Я услышал, как Дорис передала трубку матери. Когда в трубке раздался голос Эстер, он меня испугал своей переменой. В последний раз Эстер разговаривала молодым и твердым голосом, а сейчас он был старым и дрожал, словно она неожиданно попала в комнату с незнакомыми людьми и не знала, какой встретит прием.

— Джонни?

— Да, — мягко ответил я.

Несколько секунд в трубке раздавалось лишь ее дыхание, затем все тот же неуверенный голос.

— Я рада, что ты приехал. Твой приезд для нас значит очень много.

Неужели я так сильно изменился? Мне хотелось крикнуть: «Эстер, это я, Джонни! Мы знаем друг друга тридцать лет. Я не чужой человек, ты не должна бояться со мной разговаривать!» Но я не мог сказать это. Я едва вымолвил:

— Я обязан был прилететь. Вы с Петером очень дороги мне. — Затем после небольшой паузы добавил: — Мне ужасно жаль Марка.

Она ответила почти прежним голосом, будто внезапно узнала по телефону старого знакомого. Но несмотря на это, в нем слышались нотки боли.

— На все воля Божья, Джонни. Сейчас мы ничего не можем сделать. Остается только надеяться, что Петер… — Она не договорила и заплакала.

— Эстер! — воскликнул я, пытаясь успокоить ее.

Она почти осязаемо пыталась взять себя в руки, сдержать готовые пролиться слезы, слезы, на которые она имела право. Наконец Эстер ответила:

— Да, Джонни?

— У тебя нет времени на слезы, — сказал я, чувствуя себя последним дураком. Кто я такой, чтобы указывать ей, когда можно плакать, а когда — нет? Марк ведь ее сын. — Ты должна поставить на ноги Петера.

— Да, — тяжело вздохнула она, — я должна поставить его на ноги, чтобы он смог прочитать по нашему сыну кадиш, чтобы мы могли вместе оплакать его.

— Нет, Эстер, нет, — мягко возразил я. — Не для того, чтобы оплакать, а для того, чтобы продолжать жить.

Она покорно согласилась, словно разговаривала сама с собой:

— Да, Джонни, мы должны продолжать жить.

— Молодец. Теперь ты похожа на женщину, которую я знаю тридцать лет.

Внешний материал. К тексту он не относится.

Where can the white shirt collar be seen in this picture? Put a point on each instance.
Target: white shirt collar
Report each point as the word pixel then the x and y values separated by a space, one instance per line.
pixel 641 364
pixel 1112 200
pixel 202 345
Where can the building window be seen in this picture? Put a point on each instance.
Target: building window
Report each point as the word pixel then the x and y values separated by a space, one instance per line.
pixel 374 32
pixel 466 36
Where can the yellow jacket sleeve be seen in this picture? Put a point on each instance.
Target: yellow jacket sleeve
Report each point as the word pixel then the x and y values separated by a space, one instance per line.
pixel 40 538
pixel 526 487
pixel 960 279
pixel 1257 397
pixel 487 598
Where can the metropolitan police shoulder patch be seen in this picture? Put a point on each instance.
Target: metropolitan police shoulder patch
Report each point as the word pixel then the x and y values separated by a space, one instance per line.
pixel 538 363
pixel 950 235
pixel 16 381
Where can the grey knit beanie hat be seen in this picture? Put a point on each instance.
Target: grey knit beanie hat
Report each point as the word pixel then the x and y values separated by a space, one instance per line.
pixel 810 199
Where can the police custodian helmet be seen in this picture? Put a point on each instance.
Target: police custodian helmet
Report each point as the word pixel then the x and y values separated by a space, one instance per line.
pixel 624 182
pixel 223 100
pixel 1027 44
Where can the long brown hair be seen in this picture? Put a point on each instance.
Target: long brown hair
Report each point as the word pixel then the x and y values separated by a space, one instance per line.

— Правда, Джонни? — спокойно переспросила Эстер. — До последнего времени я не менялась, но сейчас я превратилась в старуху. Раньше я никогда ничего не боялась, а теперь…

— Это пройдет, и потом все станет на свои места.

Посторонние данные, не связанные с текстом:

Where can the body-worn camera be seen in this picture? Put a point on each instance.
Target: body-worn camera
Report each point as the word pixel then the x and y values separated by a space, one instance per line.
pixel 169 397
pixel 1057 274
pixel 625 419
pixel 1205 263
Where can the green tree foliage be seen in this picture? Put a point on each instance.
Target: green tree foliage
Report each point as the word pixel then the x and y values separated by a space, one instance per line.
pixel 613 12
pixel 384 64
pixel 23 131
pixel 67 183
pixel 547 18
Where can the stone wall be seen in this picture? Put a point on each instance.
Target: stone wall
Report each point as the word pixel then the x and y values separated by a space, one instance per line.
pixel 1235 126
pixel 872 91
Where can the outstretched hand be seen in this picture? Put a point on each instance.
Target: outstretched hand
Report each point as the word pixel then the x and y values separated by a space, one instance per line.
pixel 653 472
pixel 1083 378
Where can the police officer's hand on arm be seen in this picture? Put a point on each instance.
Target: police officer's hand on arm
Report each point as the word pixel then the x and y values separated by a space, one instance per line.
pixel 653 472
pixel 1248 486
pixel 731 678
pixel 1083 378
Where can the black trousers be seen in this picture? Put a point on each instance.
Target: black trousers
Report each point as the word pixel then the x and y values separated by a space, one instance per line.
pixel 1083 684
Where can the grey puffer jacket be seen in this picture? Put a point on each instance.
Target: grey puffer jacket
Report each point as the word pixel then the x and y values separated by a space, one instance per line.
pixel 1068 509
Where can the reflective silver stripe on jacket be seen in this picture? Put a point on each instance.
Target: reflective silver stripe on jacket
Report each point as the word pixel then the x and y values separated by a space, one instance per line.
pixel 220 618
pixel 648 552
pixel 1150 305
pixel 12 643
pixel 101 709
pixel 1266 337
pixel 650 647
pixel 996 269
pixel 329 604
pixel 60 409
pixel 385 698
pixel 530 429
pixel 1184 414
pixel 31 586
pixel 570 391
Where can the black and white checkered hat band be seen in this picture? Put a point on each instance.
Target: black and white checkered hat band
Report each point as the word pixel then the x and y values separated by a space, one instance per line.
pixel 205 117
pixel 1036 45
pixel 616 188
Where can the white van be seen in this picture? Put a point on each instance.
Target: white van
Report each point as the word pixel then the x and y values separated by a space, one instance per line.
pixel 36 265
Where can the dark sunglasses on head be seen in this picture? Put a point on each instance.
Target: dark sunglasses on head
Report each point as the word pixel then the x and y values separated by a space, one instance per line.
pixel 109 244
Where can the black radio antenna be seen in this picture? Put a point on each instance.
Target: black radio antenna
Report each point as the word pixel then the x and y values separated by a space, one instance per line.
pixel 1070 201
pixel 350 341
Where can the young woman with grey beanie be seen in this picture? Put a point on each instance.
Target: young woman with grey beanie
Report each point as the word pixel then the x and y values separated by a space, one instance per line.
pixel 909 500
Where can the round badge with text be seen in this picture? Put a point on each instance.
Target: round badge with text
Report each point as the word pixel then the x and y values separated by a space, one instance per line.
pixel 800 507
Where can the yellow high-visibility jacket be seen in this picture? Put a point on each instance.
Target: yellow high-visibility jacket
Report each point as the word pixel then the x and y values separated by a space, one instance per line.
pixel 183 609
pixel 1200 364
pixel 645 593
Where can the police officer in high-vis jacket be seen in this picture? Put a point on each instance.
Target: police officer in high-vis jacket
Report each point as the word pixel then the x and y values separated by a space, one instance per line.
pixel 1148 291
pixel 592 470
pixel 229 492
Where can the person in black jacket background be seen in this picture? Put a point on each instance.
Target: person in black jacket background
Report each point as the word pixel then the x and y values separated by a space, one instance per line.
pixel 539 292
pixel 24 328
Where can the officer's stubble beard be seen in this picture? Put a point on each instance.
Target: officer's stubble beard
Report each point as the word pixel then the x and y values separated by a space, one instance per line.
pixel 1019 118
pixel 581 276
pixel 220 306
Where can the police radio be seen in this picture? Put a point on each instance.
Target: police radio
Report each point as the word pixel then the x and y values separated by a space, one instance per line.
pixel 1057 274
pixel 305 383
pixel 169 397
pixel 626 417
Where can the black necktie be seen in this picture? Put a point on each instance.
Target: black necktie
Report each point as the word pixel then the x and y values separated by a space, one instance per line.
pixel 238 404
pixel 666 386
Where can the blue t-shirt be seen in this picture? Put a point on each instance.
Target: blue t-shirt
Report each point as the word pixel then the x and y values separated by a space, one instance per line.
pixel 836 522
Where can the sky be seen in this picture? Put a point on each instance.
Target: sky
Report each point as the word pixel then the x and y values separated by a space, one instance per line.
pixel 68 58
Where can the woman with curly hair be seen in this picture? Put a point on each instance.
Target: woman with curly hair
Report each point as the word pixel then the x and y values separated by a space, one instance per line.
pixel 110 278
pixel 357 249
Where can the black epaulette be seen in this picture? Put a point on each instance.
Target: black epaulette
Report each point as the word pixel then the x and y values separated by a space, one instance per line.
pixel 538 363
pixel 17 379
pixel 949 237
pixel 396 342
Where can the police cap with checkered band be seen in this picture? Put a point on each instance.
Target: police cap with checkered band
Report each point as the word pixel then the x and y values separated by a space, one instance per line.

— Никогда ничего уже не станет на свои места, — обреченно возразила она.

Мы обменялись еще несколькими фразами и попрощались. Я откинулся на спинку стула и опять закурил. Первая сигарета, забытая в пепельнице, догорела сама.

Не знаю, сколько я сидел, уставившись на телефон. Я вспомнил Марка в детстве. Смешно, как быстро забываем мы неприятное. Взрослый Марк мне никогда не нравился, поэтому я всегда вспоминал его мальчишкой. Он любил, когда я подбрасывал его в воздух и возил на плечах. Я помнил его восторженный визг, когда он летел вверх, помнил, как он дергал меня за волосы, сидя у меня на плечах.

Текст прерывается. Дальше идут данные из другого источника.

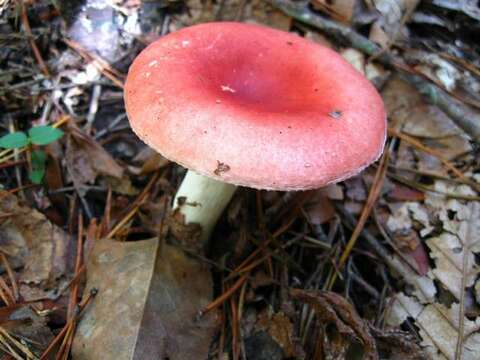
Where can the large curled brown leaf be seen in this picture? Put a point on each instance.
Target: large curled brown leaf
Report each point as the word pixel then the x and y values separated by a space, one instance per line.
pixel 41 249
pixel 86 158
pixel 331 308
pixel 148 299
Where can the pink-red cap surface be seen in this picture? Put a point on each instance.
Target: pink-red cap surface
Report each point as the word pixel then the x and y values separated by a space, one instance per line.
pixel 253 106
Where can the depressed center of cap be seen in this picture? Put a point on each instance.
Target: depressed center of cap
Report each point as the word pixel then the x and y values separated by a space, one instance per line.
pixel 254 106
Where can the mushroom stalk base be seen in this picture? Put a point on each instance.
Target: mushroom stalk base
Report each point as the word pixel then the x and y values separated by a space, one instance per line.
pixel 203 200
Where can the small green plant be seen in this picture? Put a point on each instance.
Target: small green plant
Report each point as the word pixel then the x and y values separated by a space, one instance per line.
pixel 38 135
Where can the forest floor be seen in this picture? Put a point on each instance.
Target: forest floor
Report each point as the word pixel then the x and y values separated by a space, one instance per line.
pixel 95 265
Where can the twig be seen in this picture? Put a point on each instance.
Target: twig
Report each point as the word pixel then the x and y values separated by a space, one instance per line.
pixel 28 30
pixel 11 275
pixel 61 334
pixel 370 203
pixel 464 116
pixel 102 65
pixel 225 296
pixel 417 144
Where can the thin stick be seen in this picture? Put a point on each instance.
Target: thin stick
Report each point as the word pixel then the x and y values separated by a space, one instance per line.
pixel 222 298
pixel 371 200
pixel 33 45
pixel 61 334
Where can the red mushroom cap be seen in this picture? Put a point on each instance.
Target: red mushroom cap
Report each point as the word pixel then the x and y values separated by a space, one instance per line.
pixel 253 106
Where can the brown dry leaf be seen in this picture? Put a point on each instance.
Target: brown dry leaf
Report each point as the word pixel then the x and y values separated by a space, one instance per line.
pixel 331 308
pixel 399 345
pixel 433 127
pixel 43 250
pixel 341 10
pixel 439 327
pixel 149 295
pixel 454 250
pixel 150 161
pixel 86 159
pixel 280 328
pixel 29 327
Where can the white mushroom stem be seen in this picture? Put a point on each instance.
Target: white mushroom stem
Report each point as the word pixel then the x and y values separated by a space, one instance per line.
pixel 204 201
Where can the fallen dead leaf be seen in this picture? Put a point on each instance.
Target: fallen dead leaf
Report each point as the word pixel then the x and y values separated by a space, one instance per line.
pixel 29 327
pixel 454 250
pixel 149 295
pixel 43 251
pixel 439 327
pixel 280 328
pixel 86 159
pixel 331 308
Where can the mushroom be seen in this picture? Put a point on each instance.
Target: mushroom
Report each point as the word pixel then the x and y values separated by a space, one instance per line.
pixel 242 104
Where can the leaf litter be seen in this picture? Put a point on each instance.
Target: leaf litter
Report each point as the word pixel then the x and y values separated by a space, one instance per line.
pixel 280 279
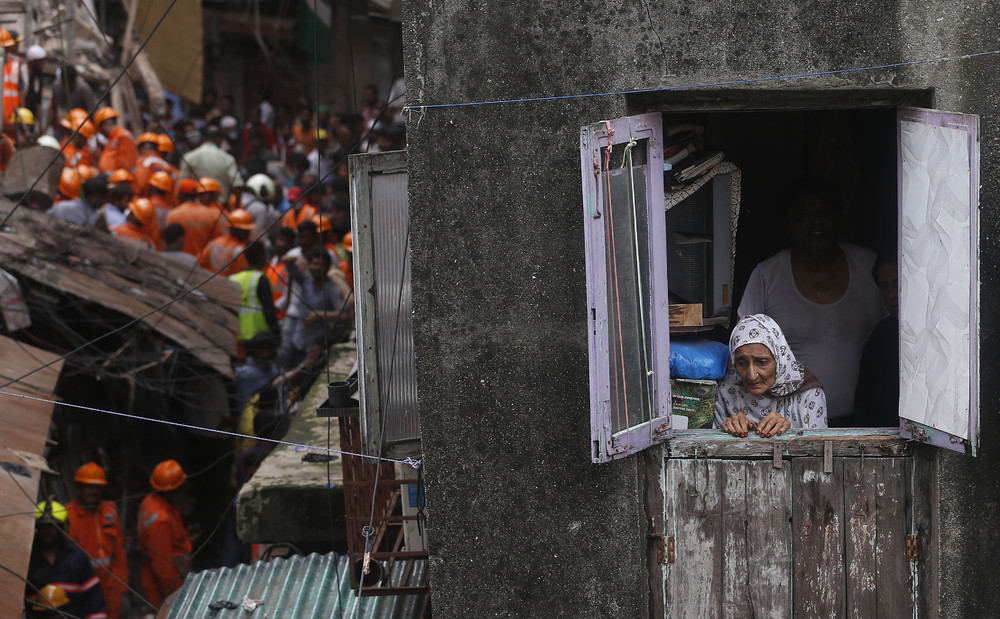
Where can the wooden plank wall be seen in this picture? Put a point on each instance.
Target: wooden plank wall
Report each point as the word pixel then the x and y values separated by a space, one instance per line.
pixel 752 540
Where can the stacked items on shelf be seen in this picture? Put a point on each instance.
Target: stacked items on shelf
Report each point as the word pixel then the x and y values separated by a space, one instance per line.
pixel 696 364
pixel 684 156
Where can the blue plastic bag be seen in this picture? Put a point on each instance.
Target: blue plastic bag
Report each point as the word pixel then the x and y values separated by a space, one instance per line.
pixel 698 359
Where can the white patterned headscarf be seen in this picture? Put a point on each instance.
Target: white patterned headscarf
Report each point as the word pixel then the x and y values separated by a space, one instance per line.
pixel 795 394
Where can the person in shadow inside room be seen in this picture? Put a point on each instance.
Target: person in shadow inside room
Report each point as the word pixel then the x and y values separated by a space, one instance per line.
pixel 766 390
pixel 876 402
pixel 820 292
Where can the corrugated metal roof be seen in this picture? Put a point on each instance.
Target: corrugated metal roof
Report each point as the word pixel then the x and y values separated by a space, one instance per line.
pixel 301 587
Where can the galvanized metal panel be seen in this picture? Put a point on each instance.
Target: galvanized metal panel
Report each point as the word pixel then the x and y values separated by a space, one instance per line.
pixel 939 276
pixel 307 587
pixel 388 385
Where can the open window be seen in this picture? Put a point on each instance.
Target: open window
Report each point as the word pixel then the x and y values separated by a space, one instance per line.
pixel 918 167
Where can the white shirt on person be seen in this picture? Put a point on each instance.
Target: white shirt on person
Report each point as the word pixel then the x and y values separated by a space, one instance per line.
pixel 827 338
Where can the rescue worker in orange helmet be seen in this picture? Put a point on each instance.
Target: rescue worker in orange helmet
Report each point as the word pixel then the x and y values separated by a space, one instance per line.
pixel 210 192
pixel 225 254
pixel 11 75
pixel 138 219
pixel 57 561
pixel 120 151
pixel 201 223
pixel 150 162
pixel 77 152
pixel 163 540
pixel 47 602
pixel 94 525
pixel 161 195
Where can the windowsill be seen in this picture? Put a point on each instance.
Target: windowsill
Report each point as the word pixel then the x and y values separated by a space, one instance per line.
pixel 795 443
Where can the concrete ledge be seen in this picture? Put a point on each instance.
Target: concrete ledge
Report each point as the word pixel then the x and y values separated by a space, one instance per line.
pixel 288 500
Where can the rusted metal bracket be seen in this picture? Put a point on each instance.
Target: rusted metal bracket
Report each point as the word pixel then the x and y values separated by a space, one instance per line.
pixel 914 548
pixel 660 549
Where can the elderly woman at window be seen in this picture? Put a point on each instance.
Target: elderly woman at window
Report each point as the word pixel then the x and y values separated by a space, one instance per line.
pixel 766 390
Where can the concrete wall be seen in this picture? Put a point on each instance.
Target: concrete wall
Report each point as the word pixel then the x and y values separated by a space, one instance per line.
pixel 520 521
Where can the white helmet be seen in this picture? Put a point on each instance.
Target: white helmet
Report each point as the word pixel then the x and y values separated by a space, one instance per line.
pixel 263 187
pixel 48 140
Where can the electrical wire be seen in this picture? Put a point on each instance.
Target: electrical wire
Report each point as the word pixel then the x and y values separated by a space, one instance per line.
pixel 756 80
pixel 199 428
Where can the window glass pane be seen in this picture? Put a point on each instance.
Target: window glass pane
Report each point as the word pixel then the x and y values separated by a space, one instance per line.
pixel 626 237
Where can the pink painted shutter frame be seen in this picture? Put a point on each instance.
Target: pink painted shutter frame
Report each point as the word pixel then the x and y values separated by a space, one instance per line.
pixel 628 323
pixel 938 175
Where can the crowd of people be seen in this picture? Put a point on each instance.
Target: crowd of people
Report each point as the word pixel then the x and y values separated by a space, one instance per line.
pixel 261 198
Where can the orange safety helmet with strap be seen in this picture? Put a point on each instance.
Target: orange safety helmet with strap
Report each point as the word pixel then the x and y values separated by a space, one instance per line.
pixel 164 144
pixel 168 475
pixel 241 219
pixel 162 181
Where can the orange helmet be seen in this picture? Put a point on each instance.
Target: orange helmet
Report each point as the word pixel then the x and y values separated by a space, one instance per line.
pixel 162 181
pixel 323 223
pixel 121 175
pixel 86 172
pixel 104 114
pixel 69 183
pixel 189 186
pixel 73 118
pixel 209 185
pixel 168 475
pixel 241 219
pixel 49 597
pixel 84 128
pixel 166 145
pixel 91 474
pixel 143 210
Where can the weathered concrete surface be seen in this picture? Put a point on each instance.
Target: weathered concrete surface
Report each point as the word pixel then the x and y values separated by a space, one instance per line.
pixel 521 523
pixel 288 500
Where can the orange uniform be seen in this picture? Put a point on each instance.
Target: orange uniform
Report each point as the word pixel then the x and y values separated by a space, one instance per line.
pixel 163 204
pixel 77 156
pixel 165 546
pixel 133 233
pixel 100 534
pixel 292 218
pixel 145 166
pixel 220 251
pixel 119 152
pixel 201 225
pixel 278 275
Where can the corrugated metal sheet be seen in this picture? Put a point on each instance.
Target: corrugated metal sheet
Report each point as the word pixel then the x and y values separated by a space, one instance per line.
pixel 388 386
pixel 390 221
pixel 307 587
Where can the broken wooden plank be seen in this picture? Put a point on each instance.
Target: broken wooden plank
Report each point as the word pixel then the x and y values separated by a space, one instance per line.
pixel 769 539
pixel 692 514
pixel 818 539
pixel 862 524
pixel 794 443
pixel 97 268
pixel 892 477
pixel 735 553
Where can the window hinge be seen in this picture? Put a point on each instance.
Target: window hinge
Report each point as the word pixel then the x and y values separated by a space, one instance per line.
pixel 664 552
pixel 914 549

Заболела нога. Я всегда думал о протезе, как о своей ноге. Сама нога последние двадцать лет лежала где-то во Франции. Я чувствовал, как боль устремилась вниз. Еще бы, я не снимал протез последние три дня.

Я расстегнул брюки, втянул живот и отвязал ремень от пояса, который держал протез. Через штанину ослабил второй ремень, привязанный к бедру, и протез со стуком упал на пол.

Начал массировать культю плавными круговыми движениями, которым научился много лет назад. Кровь потекла в культю, и боль начала медленно отступать. Я продолжил массаж.

В это время в кабинет вошел Ларри Ронсен. Увидев меня за столом, он пружинящим шагом направился ко мне, из-за стекол очков уверенно смотрели ясные проницательные глаза. Ронсен остановился перед столом и посмотрел на меня сверху вниз.